German Chancellor Angela Merkel says she wants as constructive a partnership as possible with the UK after it leaves the EU and they want to stick to the Brexit timetable.
The comments were made at a joint press conference with UK Prime Minister Theresa May following a meeting between the two leaders.
With regards to the progress of ongoing Brexit negotiations, Merkel says she is “not frustrated at all” about the lack of detail on what Britain wants from Brexit, but she is “just curious”.
"We look forward to Britain setting out their ideas," Merkel told reporters.
Heading into the event we warned that there was the prospect of the Merkel-May press conference injecting a shot of volatility into the currency markets; however this was not to be as the German chancellor appears intent on letting chief EU negotiator Michel Barnier take the lead.
Markets will recall the sudden drop experienced by the currency in the wake of EU negotiator Michel Barnier's press conference just a week earlier and there was a weariness that any frustrations expressed by Merkel could inject another dose of volatility.
According to Roberto Mialich, an FX Strategist at UniCredit Bank, markets were waiting to see whether "the harsher tone heard so far from both sides on Brexit trading negotiations can give way to a somewhat softer tone."
The Pound looks set to close the week 1.7% higher against the US Dollar with the Pound-to-Dollar rate being quoted at 1.4044 at the time of writing.

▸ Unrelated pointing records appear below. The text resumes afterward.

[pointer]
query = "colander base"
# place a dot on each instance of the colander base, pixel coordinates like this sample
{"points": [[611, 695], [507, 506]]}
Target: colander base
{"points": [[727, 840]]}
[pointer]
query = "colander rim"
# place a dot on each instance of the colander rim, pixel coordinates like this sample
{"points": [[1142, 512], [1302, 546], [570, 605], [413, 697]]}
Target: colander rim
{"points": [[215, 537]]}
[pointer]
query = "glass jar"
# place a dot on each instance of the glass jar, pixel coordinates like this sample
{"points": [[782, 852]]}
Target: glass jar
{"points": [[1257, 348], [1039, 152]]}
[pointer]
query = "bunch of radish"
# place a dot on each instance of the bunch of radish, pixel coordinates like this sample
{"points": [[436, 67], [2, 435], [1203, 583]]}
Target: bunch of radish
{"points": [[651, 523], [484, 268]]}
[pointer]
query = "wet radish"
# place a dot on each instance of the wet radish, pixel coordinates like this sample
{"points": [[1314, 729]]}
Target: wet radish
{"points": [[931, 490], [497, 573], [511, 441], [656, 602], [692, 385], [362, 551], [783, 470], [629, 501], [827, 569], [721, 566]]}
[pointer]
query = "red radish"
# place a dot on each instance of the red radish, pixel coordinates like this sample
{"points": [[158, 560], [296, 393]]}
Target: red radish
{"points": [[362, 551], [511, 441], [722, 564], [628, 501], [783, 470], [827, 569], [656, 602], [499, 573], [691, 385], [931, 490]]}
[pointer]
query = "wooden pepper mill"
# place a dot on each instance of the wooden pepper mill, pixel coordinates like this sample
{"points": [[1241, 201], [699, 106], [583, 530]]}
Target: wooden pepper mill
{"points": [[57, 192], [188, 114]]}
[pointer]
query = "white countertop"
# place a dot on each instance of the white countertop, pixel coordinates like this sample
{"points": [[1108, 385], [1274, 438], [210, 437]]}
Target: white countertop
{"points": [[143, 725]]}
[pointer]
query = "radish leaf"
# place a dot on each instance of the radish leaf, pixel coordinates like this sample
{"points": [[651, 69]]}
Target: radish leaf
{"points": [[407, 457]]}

The Pound-to-Euro exchange rate looks set to end the week virtually unchanged at around the 1.13 market - which remains a long-term pivot for this pair.
All eyes now turn to a much-anticipated set-speech due to be delivered by Theresa May in Munich on Saturday where she is expected to deal with the issue of the future security relationship between the EU and UK. As one of Europe’s foremost military powers, with the continent’s largest defence budget, PM May has long sought to use the UK’s defence capabilities as a bargaining chip in the Brexit negotiations.
This week has seen some apparently positive Brexit headlines, on Thursday we heard the EU was to drop a 'punishment clause' from a draft negotiating document that sought to punish the UK for any transgressions committed during the Brexit transitional period.
Some analysts believe the text threatened to derail the negotiations saying the terms would prove a red line for London. Further positive headlines were found in a FT report out Friday which suggests Britain will push for mutual recognition of financial services regulations after the UK leaves the EU.
This would allow for the prospect of UK financial services firms still being allowed a good deal of access to the European market which would be a huge step forward for the UK owing to the fact the country is a major exporter of financial services.
According to the FT, Chancellor of the Exchequer Philip Hammond will next week endorse the City’s call for a regime of mutual recognition for financial services with the EU after Brexit.
"This will likely be rejected by the EU as cherrypicking," warn UniCredit.
Europe's leaders have previously viewed financial services regulation as a single market issue and something separate to trade, saying there can be no “cherrypicking” parts of single market membership to keep or abandon.
London’s position has always been to seek a unique arrangement with Europe, which caters specifically to the balance of trade between the UK and the EU as this would represent a fair deal where both sides benefit.
As it stands, Britain imports significantly more goods from Europe than it exports, while the same situation exists in reverse on the services front. Hence it suits the Europeans to gain tariff free access to the UK market while refusing a similar reciprocal offer.
A majority of Britain’s services exports to Europe are financial and legal services, although these are not traditionally covered by trade agreements.
There is an argument to be made from London’s side that, given the UK’s large trade in goods deficit with Europe, any deal that only covers physical goods is of limited value to Britain.
Continued tariff free access to the UK market is likely a necessity for Brussels given that British companies and consumers are already grappling with the inflationary impact of a devalued Pound Sterling.
Any failure to an agreement on post-Brexit trade could mean tariffs are applied to both British and European goods.
While it is possible for a devalued currency to offset the impact tariffs on British exports, the combined effect of a weaker Pound and new import tariffs could limit UK demand for European goods.